In Indien ist das Neujahr kein einzelner Countdown um Mitternacht. Es kommt nicht mit Partyhüten und Champagnergläsern. Es kommt sanft, wie eine Stille vor dem Morgengrauen, wie eine Brise, die durch Tempelglocken weht. Es erscheint in verschiedenen Jahreszeiten, unter verschiedenen Himmeln, durch uralte und sich wandelnde Rituale. Hier ist Zeit kein Quadrat auf einem Kalender; sie fließt im Rhythmus von Sonne und Erde, Samen und Geist, Ernte und Hoffnung. Und so trägt das Neujahr in ganz Indien viele Namen, jeder ein Echo der Art einer Gemeinschaft, neu zu beginnen.
Im Norden lodert Baisakhi durch Punjab mit dem goldenen Glanz der Senffelder und dem Puls der Dhols, die über weite Ebenen hallen. Gefeiert als das sikhische Neujahr ist das Fest eine kraftvolle Hommage an Fülle und Gemeinschaft. Weiter oben, in den stillen Tälern von Kaschmir, schleicht sich Navreh mit einem rituellen Thali aus Reis, Spiegel, Blumen und Münzen heran – eine Spiegelung des vergangenen Jahres und ein Versprechen für das kommende. Cheti Chand feiert Wasser, Weisheit und Wiedergeburt unter Sindhi-Familien im ganzen Land. Der Tag ist eine ehrfürchtige Huldigung an Jhulelal, die Flussgottheit, die ruhig und klar leitet.

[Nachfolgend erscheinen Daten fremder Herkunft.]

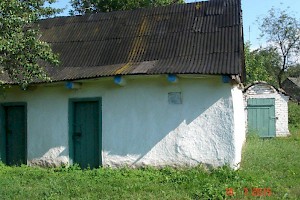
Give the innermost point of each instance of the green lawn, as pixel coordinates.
(270, 169)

Im Osten des Landes gleitet Pohela Boishakh wie ein Tagore-Lied in Bengalen hinein – seelenvoll und schwingend. Der Duft von Hilsa mischt sich mit Sandelholz, Schaufenster werden mit Alpona-Kunst geschmückt, und neue Geschäftsbücher werden mit Mantras und Mishti eröffnet. In Assam tanzt Rongali Bihu mit grenzenloser Freude herbei. Ochsen werden gebadet, Älteste geehrt und Felder verwandeln sich in Bühnen der Feier. In den Stammesherzen von Odisha und Jharkhand werden Maha Vishuba Sankranti und Sarhul nicht mit Feuerwerk gefeiert, sondern mit Waldgebeten und Salbaum-Opfern… erdig, intim, kraftvoll. In Manipur weist Cheiraoba (wörtlich: den nächsten Hügel besteigen) auf bessere Tage hin.
Im Westen entfaltet sich Gudi Padwa in Maharashtra und Goa wie ein Banner des Optimismus… leuchtende Gudi-Fahnen erheben sich von Häusern in den Himmel, Mangoblätter und Neem werden wie Kränze der Widerstandskraft aufgehängt. Am selben Tag ruft Thapna in Marwari-Häusern die Tradition, während Konkani-Familien Navreh auf ihre eigene heilige Weise spiegeln. Und dann gibt es noch das Parsi-Navroz, das mit dem Duft von Rosenwasser und gerösteten Nüssen eintrifft – ein Fest des Feuers, der Reinigung und der kosmischen Ausrichtung.
Im Süden begrüßen Feiernde Ugadi mit Ugadi Pachadi (einem sechsgeschmackigen Gericht), das die Essenz des Lebens selbst widerspiegelt. In Tamil Nadu erwacht Puthandu mit einem Tableau des Überflusses, das gleich morgens für Glück betrachtet wird. In Kerala leuchtet Vishu golden – von Feuerwerk am Morgen bis zu Festmählern, die sich genüsslich bis in den Nachmittag ziehen. Selbst in abgelegenen südlichen Dörfern markieren Stammesgemeinschaften ihren eigenen himmlischen Neubeginn. Einige lassen sich vom Mondlicht leiten, andere vom Gesang der Vögel.
In ganz Indien trägt das Neujahr nicht nur ein einziges Gesicht. Es kann mit Pfauenfedern, Tempelglocken, Öllampen oder Trommelschlägen aufsteigen. Aber überall trägt es dieselbe stille Sehnsucht nach einem Neubeginn, nach einem Aufblühen. Denn in Indien ist das neue Jahr kein Datum. Es ist ein Gefühl, auf das es sich immer zu warten lohnt.